Long before smartphones turned every child into a walking Wikipedia, there lived a boy named Otiyo. He was born somewhere between the age of wire cars and Wi-Fi, a rare generation that could fix a radio, charge a phone with a solar panel made from a broken calculator, and still whistle to call friends for football.
Otiyo wasn’t just an ordinary boy. He was a storm in shorts, a walking headline in a world without newspapers. His laugh was louder than the church drum, and his ideas… well, they were the kind that made parents sigh deeply and teachers rethink their career choices.
As a child, Otiyo could build anything. He made wire cars that had steering wheels from Fanta bottle caps and engines powered by imagination. While other kids argued about whose car was fastest, Otiyo attached an old torch light to his and declared it was “headlamp edition.” The crowd gasped. Even the sun paused to see what this boy would invent next.
But Otiyo wasn’t just an inventor — he was a master of mischief. One time he tied the class goat to the school bell. Every time the goat sneezed or got annoyed by flies, the bell rang. Lessons ended instantly, teachers were confused, and Otiyo was hiding behind the blackboard pretending to be serious. When asked why he did it, he said, “The goat was expressing itself. I just helped it communicate.”
The headmaster suspended him for three days. The students, however, carried him on their shoulders like a hero.
In those days, five shillings could take you straight into paradise — the smoky video shop in town, where Chuck Norris fought entire armies, Jean Claude Van Damme kicked like thunder, and the movie narrator shouted through the microphone like a football commentator. “Van Damme is angry! He is now doing the splits! The enemies are running — they cannot handle these thighs of justice!”

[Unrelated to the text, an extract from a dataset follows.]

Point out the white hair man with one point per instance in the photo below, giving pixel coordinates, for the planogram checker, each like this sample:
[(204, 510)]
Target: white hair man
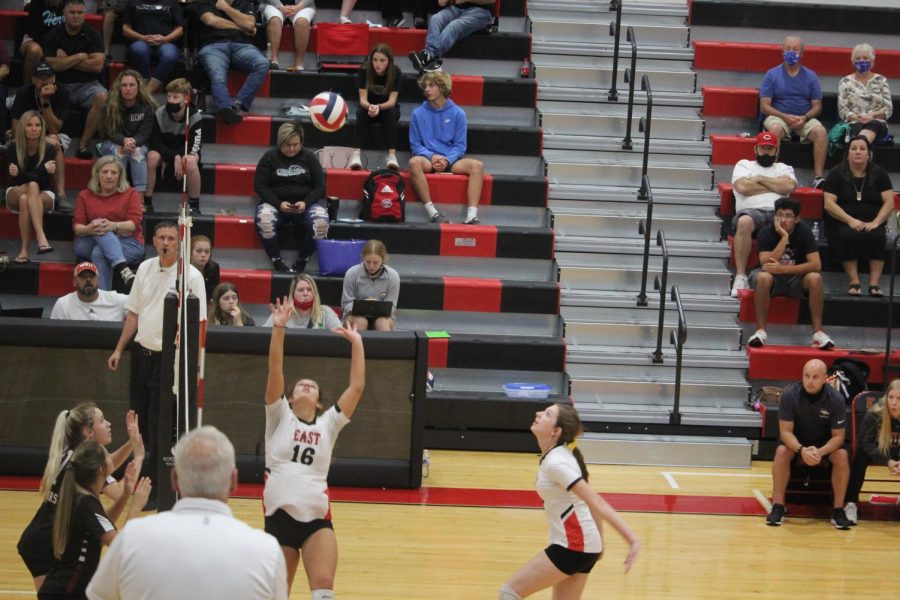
[(198, 549)]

Otiyo and his friends would squeeze through the crowd, smell the dust, hear the film crackle, and feel alive. They watched every movie so many times that when the tape broke, Otiyo could narrate the scenes word for word.
When there was no video shop, the show moved under the mango tree. There, the village movie man told stories using a stick as a microphone, describing every punch, every explosion, and every romantic moment — though the romantic parts usually ended quickly when adults passed by.

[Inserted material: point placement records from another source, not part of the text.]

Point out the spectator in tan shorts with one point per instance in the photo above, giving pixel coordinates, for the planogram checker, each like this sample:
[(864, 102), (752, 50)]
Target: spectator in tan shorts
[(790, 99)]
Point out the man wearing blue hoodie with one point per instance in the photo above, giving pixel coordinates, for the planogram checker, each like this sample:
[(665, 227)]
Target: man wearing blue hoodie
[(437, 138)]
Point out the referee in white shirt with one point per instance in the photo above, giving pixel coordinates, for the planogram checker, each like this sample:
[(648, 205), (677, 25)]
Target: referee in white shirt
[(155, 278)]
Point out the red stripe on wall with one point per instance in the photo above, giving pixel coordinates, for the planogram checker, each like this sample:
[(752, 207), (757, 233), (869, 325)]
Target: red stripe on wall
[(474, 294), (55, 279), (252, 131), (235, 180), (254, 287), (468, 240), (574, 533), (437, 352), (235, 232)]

Life was simple but full of drama. If you wanted mangoes, you didn’t buy them. You climbed, snuck, and prayed the owner’s dog was asleep. Otiyo was a legend at this. He could jump over fences, balance on branches, and escape through banana plantations like a local James Bond. The old man’s slippers would fly after him, but Otiyo would already be gone, sharing the mangoes with his friends, laughing like a madman.

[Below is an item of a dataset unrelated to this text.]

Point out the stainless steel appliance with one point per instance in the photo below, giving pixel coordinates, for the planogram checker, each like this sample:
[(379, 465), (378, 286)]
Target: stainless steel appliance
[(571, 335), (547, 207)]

When he reached upper primary, things became more interesting. Otiyo started admiring girls. Suddenly, his hair was always combed, his school uniform ironed (well, somewhat), and his smile became suspiciously confident. He’d walk past the girls’ group carrying his wire car proudly, pretending not to care, then whisper to his friends, “She looked at me. We’re basically married now.” His friends would laugh and warn him, “That’s the chief’s daughter, my guy!” And Otiyo would reply, “Then I guess I’m related to the government.”
In high school, Otiyo’s mischief matured. One day he found the computer lab’s Wi-Fi password written on the teacher’s sticky note. Instead of keeping it secret, he renamed the school network to “Jehovah Jireh — Provides Internet” and started charging one chapati for connection. Students came in droves. For a week, he was a tech billionaire.
Another time, he sent out a fake school notice saying exams were postponed for “emotional recovery.” The message spread across four counties, even the head teacher believed it. When he was caught, Otiyo defended himself like a philosopher. “Sir, I wasn’t lying. I was manifesting peace.”
He grew up through two worlds — one where children used tins as footballs, and another where everyone had a phone smarter than their owners. But even as the world changed, Otiyo remained the same — curious, mischievous, full of laughter. He learned coding from YouTube, built small gadgets from scrap, and still found time to teach kids how to make wire cars.
Now, years later, Otiyo is the man everyone remembers. Some remember the mango thief, others the movie addict, others the genius who once made a radio pick up the neighbor’s Wi-Fi. He sits under the same mango tree now, telling stories to children who only know cartoons and touchscreens. His phone hotspot is named “MangoNet.”
“Uncle Otiyo,” one of them asks, “did you really know Chuck Norris?”
Otiyo smiles, the same mischievous spark in his eyes.
“Of course,” he says. “He once liked my meme.”
The children laugh, the mango tree shades them from the evening sun, and somewhere in that laughter, the legend of Otiyo lives on — the boy who turned mischief into memory, who moved from wire cars to Wi-Fi, and who proved that sometimes, innovation begins with a good laugh and a wild idea.